Dr. Dornbusch, who spent 27 years as an M.I.T. professor, found himself frequently in the headlines for his outspoken views on various crises in developing countries. He was almost alone in predicting the Mexican peso crisis of 1994, just weeks before the peso collapsed. And he urged the Argentines to keep their peso pegged one to one to the dollar, reiterating that view on the eve of the devaluation last December and Argentina's plunge into debt default and crisis.
Rudi believed strongly that Argentina needed a strong currency peg to maintain the confidence of the markets, said Stanley Fischer, a Citigroup executive and a former M.I.T. colleague who as the deputy managing director of the International Monetary Fund in the 1990's often worked with Dr. Dornbusch.
Only in that way would the Argentines defeat inflation and draw the foreign investment needed for economic growth. Rudi would say that if the Argentines only had the discipline to maintain the peg, Mr. Fischer explained, then we would all be better off.
Dr. Dornbusch encouraged developing countries to embrace policies that maintained the confidence of capital markets. That often meant inflation-fighting austerity policies that required budget cutting and higher interest rates. He gave his advice on frequent trips abroad as a consultant, many to Latin America. Very often, the finance ministers and Central Bank presidents with whom he met had been his students at M.I.T.
On my first trip to Chile, recounted Paul Joskow, an M.I.T. economist, I went to the ministry of finance to meet with the minister and the deputy minister, and behind the deputy's desk were two photos -- one of Chile's president and the other of Rudi.
A seminal paper that Dr. Dornbusch published in 1976, a year after he joined the M.I.T. faculty, solved a puzzle. Floating currencies should adjust gradually to one another, economists thought. The volatility that was often a feature of foreign exchange trading seemed irrational. How else to explain why currencies overshot their value on the high and low side?
But Dr. Dornbusch argued that the overshooting was a rational response to economic shocks and news.
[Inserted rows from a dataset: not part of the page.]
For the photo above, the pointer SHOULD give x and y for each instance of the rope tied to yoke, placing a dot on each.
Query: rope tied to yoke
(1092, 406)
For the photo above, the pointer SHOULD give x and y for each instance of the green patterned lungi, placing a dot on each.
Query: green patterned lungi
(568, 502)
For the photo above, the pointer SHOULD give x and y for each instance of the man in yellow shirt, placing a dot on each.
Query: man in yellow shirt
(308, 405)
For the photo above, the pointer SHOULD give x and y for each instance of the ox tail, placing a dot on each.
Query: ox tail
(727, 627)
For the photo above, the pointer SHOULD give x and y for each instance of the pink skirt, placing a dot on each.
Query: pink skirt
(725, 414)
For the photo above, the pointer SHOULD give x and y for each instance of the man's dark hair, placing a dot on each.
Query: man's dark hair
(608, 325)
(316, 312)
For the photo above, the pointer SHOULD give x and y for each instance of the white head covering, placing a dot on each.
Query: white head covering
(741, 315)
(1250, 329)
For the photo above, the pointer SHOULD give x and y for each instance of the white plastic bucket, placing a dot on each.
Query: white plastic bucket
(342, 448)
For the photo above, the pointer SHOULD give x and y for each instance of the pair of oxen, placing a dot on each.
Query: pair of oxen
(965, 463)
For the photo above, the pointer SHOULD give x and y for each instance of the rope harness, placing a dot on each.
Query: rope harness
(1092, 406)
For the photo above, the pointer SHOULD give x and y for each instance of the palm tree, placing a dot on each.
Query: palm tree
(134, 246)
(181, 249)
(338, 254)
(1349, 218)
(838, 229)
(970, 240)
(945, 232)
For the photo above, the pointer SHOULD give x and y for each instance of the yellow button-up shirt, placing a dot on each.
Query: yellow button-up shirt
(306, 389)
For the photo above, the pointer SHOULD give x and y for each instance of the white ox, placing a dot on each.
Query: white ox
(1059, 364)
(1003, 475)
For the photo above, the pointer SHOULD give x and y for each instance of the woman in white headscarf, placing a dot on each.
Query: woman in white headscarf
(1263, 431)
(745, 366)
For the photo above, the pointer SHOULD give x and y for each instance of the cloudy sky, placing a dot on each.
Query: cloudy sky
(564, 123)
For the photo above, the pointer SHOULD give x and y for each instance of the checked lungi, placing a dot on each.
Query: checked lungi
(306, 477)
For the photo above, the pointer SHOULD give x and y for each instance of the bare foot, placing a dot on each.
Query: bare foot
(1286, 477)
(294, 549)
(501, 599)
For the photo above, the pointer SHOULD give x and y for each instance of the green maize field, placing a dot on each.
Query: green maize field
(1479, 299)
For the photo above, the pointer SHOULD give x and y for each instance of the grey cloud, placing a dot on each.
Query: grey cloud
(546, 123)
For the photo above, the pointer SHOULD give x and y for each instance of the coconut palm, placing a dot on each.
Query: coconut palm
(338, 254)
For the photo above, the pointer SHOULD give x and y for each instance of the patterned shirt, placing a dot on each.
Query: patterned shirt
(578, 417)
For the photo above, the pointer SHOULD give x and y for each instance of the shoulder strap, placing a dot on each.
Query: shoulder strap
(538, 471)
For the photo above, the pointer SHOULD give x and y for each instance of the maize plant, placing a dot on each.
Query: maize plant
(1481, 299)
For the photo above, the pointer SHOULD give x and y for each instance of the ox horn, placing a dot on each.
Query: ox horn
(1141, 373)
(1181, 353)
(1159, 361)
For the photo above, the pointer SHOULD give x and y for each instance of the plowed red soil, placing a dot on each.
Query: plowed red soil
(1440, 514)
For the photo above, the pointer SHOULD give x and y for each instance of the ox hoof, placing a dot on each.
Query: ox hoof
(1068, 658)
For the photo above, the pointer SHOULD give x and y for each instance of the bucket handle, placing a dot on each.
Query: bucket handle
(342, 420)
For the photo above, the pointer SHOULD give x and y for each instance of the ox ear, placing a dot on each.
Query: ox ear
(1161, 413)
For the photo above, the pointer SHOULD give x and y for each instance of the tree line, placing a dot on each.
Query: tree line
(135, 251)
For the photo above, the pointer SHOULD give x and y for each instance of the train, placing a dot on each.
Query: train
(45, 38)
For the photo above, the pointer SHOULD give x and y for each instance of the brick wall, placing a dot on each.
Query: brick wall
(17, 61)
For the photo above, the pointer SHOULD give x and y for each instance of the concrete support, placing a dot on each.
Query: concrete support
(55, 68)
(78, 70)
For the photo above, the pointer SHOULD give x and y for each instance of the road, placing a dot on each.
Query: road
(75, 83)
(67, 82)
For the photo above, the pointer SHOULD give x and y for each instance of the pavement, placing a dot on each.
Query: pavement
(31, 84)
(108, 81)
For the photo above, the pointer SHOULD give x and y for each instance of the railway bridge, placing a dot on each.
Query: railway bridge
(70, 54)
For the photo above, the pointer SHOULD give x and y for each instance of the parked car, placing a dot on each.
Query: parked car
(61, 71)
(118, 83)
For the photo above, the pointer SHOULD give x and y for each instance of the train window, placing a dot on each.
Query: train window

Currencies can respond instantly in daily exchange trading, while a country's employment levels, inflation rate and economic growth adjust only slowly. But once these others do adjust, the pressure comes off the currency, which then returns to normal value. That insight into the dynamics of exchange rates became widely accepted.
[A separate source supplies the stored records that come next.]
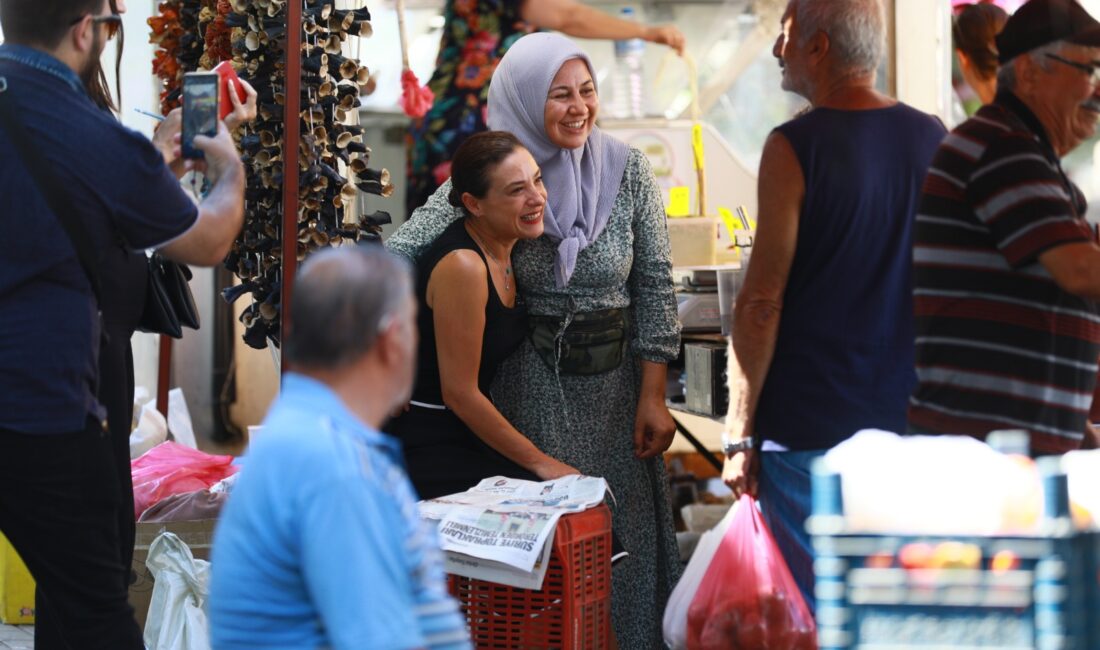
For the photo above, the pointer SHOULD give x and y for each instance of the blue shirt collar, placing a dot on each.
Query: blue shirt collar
(307, 393)
(43, 62)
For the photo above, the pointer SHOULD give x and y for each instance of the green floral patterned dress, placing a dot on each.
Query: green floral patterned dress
(587, 421)
(476, 33)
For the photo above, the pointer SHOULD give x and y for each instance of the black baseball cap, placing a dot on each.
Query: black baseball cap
(1040, 22)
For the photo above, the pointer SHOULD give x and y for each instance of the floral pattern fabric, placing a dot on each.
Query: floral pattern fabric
(476, 33)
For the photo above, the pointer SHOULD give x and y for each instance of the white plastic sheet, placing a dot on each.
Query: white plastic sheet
(674, 624)
(176, 616)
(152, 430)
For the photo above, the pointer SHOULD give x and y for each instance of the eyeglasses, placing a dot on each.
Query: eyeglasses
(113, 22)
(1091, 70)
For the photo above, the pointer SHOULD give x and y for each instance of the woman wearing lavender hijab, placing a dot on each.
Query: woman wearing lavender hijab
(587, 384)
Dr. Dornbusch was also the co-author, with Mr. Fischer, of Macroeconomics (McGraw-Hill, 1981), the first textbook for undergraduates in advanced economics courses to include chapters on the shifts in economic theory that had gained prominence over the previous decade or so.
He was born in Krefeld, Germany, on June 8, 1942, and studied economics at the University of Geneva, getting his undergraduate degree in 1966. Heeding the advice of a mentor that he should move to the United States to advance his career, he enrolled at the University of Chicago, where he earned his Ph.D. in economics in 1971.
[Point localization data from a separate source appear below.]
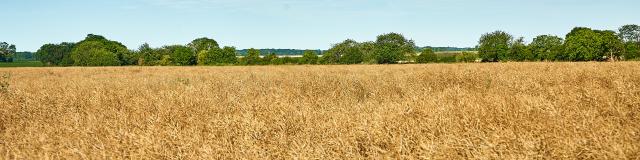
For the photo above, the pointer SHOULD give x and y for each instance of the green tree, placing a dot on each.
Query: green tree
(546, 47)
(253, 57)
(229, 55)
(630, 33)
(632, 51)
(494, 46)
(392, 48)
(124, 56)
(368, 52)
(466, 57)
(346, 52)
(203, 44)
(427, 56)
(93, 53)
(7, 52)
(209, 57)
(519, 51)
(612, 45)
(309, 57)
(148, 56)
(268, 58)
(584, 44)
(181, 55)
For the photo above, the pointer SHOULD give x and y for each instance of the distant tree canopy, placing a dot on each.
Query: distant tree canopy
(56, 54)
(494, 46)
(546, 47)
(252, 58)
(203, 44)
(392, 48)
(580, 44)
(96, 50)
(585, 44)
(427, 56)
(630, 33)
(309, 57)
(7, 51)
(346, 52)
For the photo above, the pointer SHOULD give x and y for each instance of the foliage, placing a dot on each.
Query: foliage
(252, 58)
(584, 44)
(268, 58)
(181, 55)
(427, 56)
(466, 57)
(546, 47)
(203, 44)
(519, 51)
(93, 53)
(309, 57)
(392, 48)
(612, 46)
(368, 52)
(56, 54)
(22, 64)
(494, 46)
(632, 51)
(346, 52)
(229, 55)
(7, 51)
(630, 33)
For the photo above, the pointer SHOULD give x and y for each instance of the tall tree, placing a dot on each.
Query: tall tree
(494, 46)
(56, 54)
(583, 44)
(346, 52)
(630, 33)
(124, 56)
(393, 47)
(181, 55)
(203, 44)
(229, 55)
(632, 51)
(7, 51)
(427, 56)
(93, 53)
(368, 52)
(546, 47)
(519, 51)
(253, 57)
(612, 45)
(309, 57)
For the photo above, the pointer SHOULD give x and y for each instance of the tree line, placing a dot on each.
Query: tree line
(581, 44)
(7, 52)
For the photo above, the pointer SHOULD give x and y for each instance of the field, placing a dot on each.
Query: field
(435, 111)
(22, 64)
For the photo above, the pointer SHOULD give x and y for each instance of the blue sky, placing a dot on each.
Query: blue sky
(301, 24)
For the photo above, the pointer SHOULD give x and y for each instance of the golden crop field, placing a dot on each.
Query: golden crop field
(435, 111)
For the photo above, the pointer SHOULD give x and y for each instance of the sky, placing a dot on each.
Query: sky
(300, 24)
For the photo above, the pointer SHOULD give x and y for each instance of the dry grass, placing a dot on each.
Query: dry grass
(440, 111)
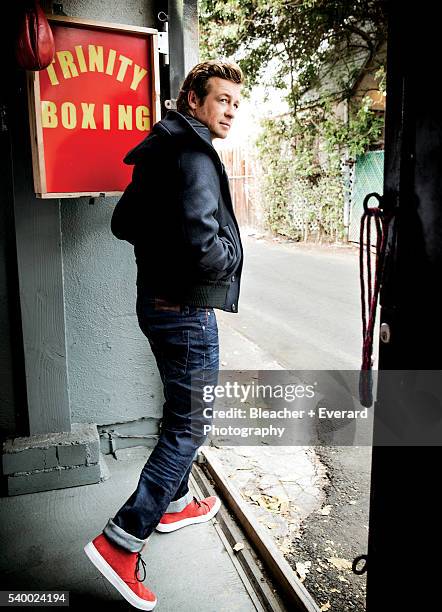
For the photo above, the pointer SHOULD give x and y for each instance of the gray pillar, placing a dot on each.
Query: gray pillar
(40, 279)
(183, 41)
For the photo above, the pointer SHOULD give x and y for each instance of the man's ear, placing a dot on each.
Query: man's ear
(192, 100)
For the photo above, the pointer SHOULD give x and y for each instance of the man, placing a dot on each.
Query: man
(178, 213)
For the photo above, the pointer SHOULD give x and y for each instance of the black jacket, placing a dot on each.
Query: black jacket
(178, 214)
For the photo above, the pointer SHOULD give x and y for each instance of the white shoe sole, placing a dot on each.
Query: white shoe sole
(168, 527)
(103, 566)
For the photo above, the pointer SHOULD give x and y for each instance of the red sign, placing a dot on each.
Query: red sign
(97, 100)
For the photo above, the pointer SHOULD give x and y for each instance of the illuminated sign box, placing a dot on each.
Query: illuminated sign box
(98, 99)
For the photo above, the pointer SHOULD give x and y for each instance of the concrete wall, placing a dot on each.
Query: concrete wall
(7, 413)
(111, 371)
After teaching stints at Chicago and the University of Rochester, he went to M.I.T., recruited by the university to fill a slot as an international economist. Despite his illness, he had taught in the spring semester and had traveled to Geneva in early June to receive an award and take part in a panel discussion.
Dr. Dornbusch is survived by his wife, Sandra Masur, and a brother, Paul Josef Dornbusch of Krefeld.